En ce qui concerne le message politique du premier ministre, je vous lis un extrait du discours qu'il prononce en ce moment à Auschwitz : « Il est particulièrement douloureux de faire face à la page la plus sombre de l'histoire humaine. Des photos de jeunes enfants - des regards désespérés, des pas dans la neige - qui jamais ne reviendront.

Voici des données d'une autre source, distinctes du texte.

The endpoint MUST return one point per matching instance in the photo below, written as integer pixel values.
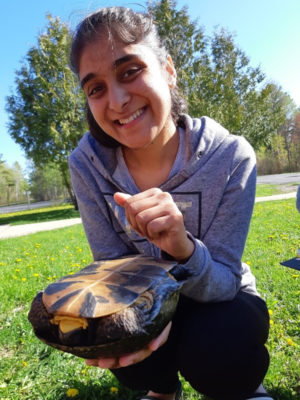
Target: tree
(215, 76)
(12, 183)
(46, 183)
(46, 114)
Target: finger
(133, 358)
(161, 339)
(120, 198)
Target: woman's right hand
(132, 358)
(155, 215)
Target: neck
(151, 166)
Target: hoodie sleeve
(104, 242)
(215, 269)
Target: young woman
(150, 179)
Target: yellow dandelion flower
(72, 392)
(114, 390)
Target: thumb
(120, 198)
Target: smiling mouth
(134, 116)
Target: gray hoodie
(213, 184)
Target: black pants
(217, 347)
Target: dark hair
(120, 23)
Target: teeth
(131, 118)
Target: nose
(118, 97)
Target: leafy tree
(46, 183)
(46, 113)
(12, 183)
(215, 76)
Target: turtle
(107, 309)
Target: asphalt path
(280, 179)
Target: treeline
(46, 111)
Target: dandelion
(114, 390)
(72, 392)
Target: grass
(39, 215)
(31, 370)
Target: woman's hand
(132, 358)
(154, 215)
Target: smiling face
(128, 92)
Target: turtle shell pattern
(104, 287)
(107, 289)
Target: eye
(131, 72)
(95, 90)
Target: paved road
(7, 231)
(280, 179)
(23, 207)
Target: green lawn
(39, 215)
(31, 370)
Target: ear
(171, 72)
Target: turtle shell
(114, 307)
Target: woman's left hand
(154, 215)
(132, 358)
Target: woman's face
(128, 92)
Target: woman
(149, 179)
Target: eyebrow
(116, 63)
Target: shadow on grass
(278, 393)
(40, 216)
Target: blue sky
(268, 31)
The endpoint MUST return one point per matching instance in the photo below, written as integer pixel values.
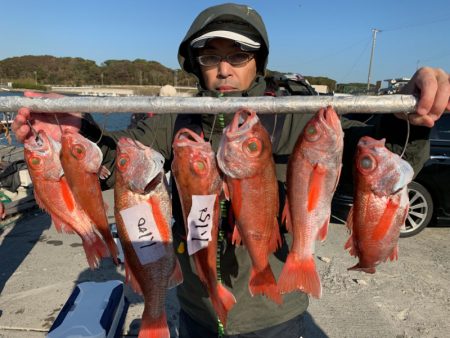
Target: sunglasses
(235, 59)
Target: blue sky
(317, 38)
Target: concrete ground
(408, 298)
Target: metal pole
(374, 37)
(209, 105)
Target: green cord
(220, 238)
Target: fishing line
(407, 135)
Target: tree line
(70, 71)
(75, 71)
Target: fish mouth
(153, 183)
(186, 137)
(369, 142)
(129, 142)
(243, 120)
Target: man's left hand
(432, 86)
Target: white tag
(200, 220)
(143, 233)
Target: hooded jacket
(250, 313)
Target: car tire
(420, 210)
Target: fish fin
(316, 183)
(131, 280)
(286, 216)
(160, 220)
(236, 239)
(300, 274)
(275, 239)
(350, 219)
(222, 302)
(225, 190)
(154, 328)
(358, 267)
(177, 275)
(59, 225)
(323, 231)
(385, 221)
(350, 244)
(69, 201)
(95, 250)
(236, 203)
(339, 170)
(263, 283)
(39, 201)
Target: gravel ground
(408, 298)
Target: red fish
(380, 204)
(313, 172)
(53, 194)
(143, 212)
(81, 160)
(196, 174)
(245, 157)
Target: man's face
(225, 77)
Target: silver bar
(208, 105)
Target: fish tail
(131, 280)
(350, 245)
(263, 282)
(94, 249)
(286, 216)
(358, 267)
(236, 239)
(394, 254)
(112, 247)
(300, 273)
(154, 328)
(177, 275)
(222, 302)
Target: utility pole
(374, 38)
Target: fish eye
(367, 163)
(35, 162)
(122, 162)
(252, 146)
(78, 151)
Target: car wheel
(420, 210)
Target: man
(227, 49)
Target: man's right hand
(44, 121)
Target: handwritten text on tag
(200, 221)
(143, 233)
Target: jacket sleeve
(395, 131)
(156, 131)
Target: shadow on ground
(19, 241)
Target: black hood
(223, 12)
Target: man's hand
(44, 121)
(432, 85)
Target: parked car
(429, 193)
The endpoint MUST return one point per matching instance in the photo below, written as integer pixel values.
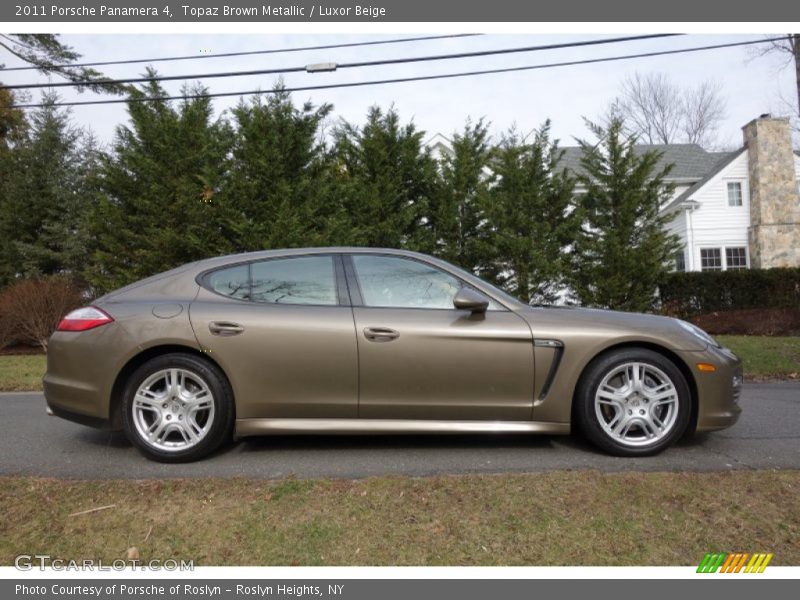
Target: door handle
(225, 328)
(380, 334)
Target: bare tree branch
(658, 111)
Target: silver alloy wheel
(173, 409)
(636, 404)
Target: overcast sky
(751, 86)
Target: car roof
(264, 254)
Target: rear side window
(305, 280)
(233, 282)
(302, 280)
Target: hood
(547, 322)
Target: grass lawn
(22, 372)
(764, 358)
(557, 518)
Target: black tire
(589, 422)
(219, 429)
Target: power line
(248, 53)
(372, 63)
(410, 79)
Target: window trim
(719, 249)
(342, 295)
(744, 267)
(354, 284)
(740, 183)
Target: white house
(732, 210)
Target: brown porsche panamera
(356, 340)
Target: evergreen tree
(530, 211)
(161, 205)
(277, 170)
(386, 181)
(457, 210)
(622, 249)
(44, 196)
(51, 57)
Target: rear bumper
(81, 368)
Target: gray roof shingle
(690, 161)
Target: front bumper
(718, 393)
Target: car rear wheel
(633, 402)
(177, 408)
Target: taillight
(82, 319)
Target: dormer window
(734, 193)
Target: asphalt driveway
(31, 443)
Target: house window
(736, 258)
(710, 259)
(734, 193)
(680, 261)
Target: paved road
(31, 443)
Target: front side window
(710, 259)
(388, 281)
(734, 193)
(301, 280)
(736, 258)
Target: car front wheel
(177, 408)
(633, 402)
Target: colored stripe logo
(737, 562)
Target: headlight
(699, 333)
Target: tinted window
(304, 280)
(397, 282)
(233, 282)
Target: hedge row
(687, 294)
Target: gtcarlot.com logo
(737, 562)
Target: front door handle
(225, 328)
(380, 334)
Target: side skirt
(247, 427)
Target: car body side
(154, 316)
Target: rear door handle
(380, 334)
(225, 328)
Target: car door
(420, 358)
(283, 331)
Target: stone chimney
(774, 233)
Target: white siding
(714, 224)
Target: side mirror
(469, 299)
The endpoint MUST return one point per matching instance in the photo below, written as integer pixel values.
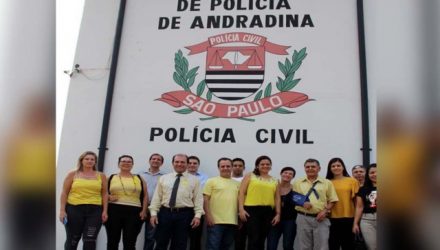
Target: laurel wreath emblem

Tout être humain ne peut qu'observer le silence. Cependant, Auschwitz, c'est bien plus que le silence. Chaque coin, chaque photo, chaque mètre carré transmet un message assourdissant, le message que nous ne pouvons jamais nous taire. Auschwitz démontre à nouveau qu'au fin fond de la nature humaine se trouve un endroit très sombre, un endroit dangereux en raison des idées dépravantes qui ôtent aux individus leur dignité humaine et les réduisent à des numéros. Le message d'Auschwitz est clair. N'autorisons plus jamais cela. N'autorisons plus jamais ce type d'idée. Rendons- nous surtout bien compte à quoi peuvent mener racisme et xénophobie. N'oublions surtout jamais ce que pensaient les prisonniers juifs face à la mort : je ne suis pas un numéro, je suis un être humain ».

Mme Christine Defraigne (MR). - Je n'ai évidemment rien à ajouter. C'est vraiment avec beaucoup d'émotion que cette journée de commémoration se déroule parce nous sommes tous très touchés.